Anyway...the writing life of The Other Stephen King hasn't been all that exciting either. Revising a story is entirely different from writing one, and so I've been slogging through seemingly endless pages of prose tightening up the language, cutting down on my use of synonyms for "said," finding adjective phrases to do the job better than jarring adverbs, etc. It's productive as heck, and I think I'm pretty good at it, but the title of "editor" certainly isn't one I want anytime soon. Those of you who do editing professionally, my hat's off to you.
At least my reading has been interesting. I finally picked Water for Elephants back up from where I put it down several weeks ago. Part of the reason I put it down was that I had a lot of interesting books in the same stack to read, but the other part of the reason, the one I'm not sure I should admit, is really just jealousy. I keep thinking of it as "the five million dollar book." That's not precisely true, of course. Sara Gruen did receive a five million dollar advance, but not for WfE...it was for the next two books after that. And she received it in part because WfE did very, very, very, very well. And that was because, as I'm learning now, it's a very, very, very, very good book. Damn good, in fact.
I'd read the prologue before I put it away in favor of the Darkover novel and The Hundred Thousand Kingdoms. I have to say that the beginning scene didn't do an awful lot for me, mostly because I'm not much of a circus guy. But I went to the next part a couple of days ago...and almost put it down again. I'm not much of an old man scene guy either. Yes, I know that some day I, too, will be forced to eat tasteless mush...if I'm lucky, that is. But Gruen's description of the decision between eating corn on the cob and having sex was delightful, and she really does seem to have a good sense for what drives both old and young men.
All that said, she knows how to characterize.

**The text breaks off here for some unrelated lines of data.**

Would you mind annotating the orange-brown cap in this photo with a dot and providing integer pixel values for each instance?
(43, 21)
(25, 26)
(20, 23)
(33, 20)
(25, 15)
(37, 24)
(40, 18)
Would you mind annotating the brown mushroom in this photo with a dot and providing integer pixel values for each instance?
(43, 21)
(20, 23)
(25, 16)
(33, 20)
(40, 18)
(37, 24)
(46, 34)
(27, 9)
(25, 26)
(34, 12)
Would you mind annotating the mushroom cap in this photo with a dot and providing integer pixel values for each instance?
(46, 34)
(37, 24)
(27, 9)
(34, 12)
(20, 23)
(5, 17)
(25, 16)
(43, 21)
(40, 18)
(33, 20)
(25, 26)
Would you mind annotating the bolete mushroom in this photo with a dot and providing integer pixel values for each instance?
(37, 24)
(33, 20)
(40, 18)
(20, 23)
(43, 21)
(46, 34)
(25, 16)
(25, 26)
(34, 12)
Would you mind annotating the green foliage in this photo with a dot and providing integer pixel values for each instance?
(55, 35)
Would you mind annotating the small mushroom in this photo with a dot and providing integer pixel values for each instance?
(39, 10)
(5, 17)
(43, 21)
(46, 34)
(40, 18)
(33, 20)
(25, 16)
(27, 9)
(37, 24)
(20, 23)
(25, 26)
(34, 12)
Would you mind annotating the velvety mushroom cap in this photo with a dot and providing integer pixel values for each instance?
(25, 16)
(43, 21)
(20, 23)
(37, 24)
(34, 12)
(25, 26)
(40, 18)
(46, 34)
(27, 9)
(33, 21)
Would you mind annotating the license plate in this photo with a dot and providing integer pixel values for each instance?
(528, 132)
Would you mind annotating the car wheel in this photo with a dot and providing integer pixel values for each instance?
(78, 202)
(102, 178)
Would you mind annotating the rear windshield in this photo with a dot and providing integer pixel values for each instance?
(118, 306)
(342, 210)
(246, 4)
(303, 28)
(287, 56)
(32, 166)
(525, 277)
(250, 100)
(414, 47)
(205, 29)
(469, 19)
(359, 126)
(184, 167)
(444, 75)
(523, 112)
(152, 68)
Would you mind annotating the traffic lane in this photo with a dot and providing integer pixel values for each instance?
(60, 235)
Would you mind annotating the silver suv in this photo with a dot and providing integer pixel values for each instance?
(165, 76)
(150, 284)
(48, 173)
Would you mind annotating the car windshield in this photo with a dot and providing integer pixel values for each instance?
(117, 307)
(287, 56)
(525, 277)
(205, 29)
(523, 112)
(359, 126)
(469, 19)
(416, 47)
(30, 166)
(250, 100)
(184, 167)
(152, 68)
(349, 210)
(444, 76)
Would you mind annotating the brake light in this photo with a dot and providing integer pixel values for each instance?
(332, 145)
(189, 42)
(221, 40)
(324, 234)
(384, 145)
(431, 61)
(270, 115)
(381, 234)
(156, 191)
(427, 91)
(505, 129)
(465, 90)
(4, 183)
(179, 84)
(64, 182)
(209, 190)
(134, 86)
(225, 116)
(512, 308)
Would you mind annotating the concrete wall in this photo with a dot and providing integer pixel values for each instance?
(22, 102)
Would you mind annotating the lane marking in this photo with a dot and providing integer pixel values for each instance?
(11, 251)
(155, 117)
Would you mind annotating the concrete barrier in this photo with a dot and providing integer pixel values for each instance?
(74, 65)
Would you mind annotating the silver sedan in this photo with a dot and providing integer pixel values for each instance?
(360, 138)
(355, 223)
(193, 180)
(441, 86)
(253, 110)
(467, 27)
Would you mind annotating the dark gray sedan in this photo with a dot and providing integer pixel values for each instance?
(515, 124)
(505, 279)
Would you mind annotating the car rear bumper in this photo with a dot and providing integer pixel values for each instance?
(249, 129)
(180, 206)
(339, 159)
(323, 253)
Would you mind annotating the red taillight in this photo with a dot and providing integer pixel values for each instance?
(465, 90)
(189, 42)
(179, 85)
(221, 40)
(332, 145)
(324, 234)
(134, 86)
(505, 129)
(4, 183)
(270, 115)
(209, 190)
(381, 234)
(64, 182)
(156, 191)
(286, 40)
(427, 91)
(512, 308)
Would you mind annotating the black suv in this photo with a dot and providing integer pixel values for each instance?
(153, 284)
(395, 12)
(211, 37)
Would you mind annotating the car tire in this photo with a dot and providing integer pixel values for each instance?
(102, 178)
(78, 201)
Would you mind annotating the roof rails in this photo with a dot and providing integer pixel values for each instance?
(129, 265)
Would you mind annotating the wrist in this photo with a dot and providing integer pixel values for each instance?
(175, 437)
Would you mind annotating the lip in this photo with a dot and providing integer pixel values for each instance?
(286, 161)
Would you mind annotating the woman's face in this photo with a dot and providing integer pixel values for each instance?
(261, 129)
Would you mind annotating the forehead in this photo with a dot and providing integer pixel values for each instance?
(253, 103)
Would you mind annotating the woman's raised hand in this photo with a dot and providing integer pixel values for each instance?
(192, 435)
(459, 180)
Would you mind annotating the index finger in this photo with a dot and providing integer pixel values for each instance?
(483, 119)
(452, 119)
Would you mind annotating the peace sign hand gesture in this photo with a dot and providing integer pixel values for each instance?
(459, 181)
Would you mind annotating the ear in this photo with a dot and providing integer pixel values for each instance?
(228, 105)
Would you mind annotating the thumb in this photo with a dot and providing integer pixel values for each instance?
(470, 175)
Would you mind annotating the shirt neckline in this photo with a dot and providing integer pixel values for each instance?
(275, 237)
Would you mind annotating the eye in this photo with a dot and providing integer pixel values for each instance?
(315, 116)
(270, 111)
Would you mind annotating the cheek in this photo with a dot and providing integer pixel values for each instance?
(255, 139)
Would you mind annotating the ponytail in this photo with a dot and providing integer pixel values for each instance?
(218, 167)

I think that's probably the biggest, most important thing I can say about the book. After a little while--a very little while, in fact--I find myself laughing along with the main character, and feeling his pain in the appropriate places. This experience, if nothing else, shows me how crucial it is to get the readers to know the characters in the book...unless, that is, it's a book about a pretty vampire and a well-built werewolf, but that's a subject for a different blog. In any event, I look forward to continuing to see how the writing develops the character, and once I'm done, it'll be interesting to consider how the characterization process is different in first person versus third person writing.
All that said...I know, I said that twice, but it makes sense here...it's time to get back to slogging through the editing job. I think I'm going to skip around a little to make the job seem a little less tedious.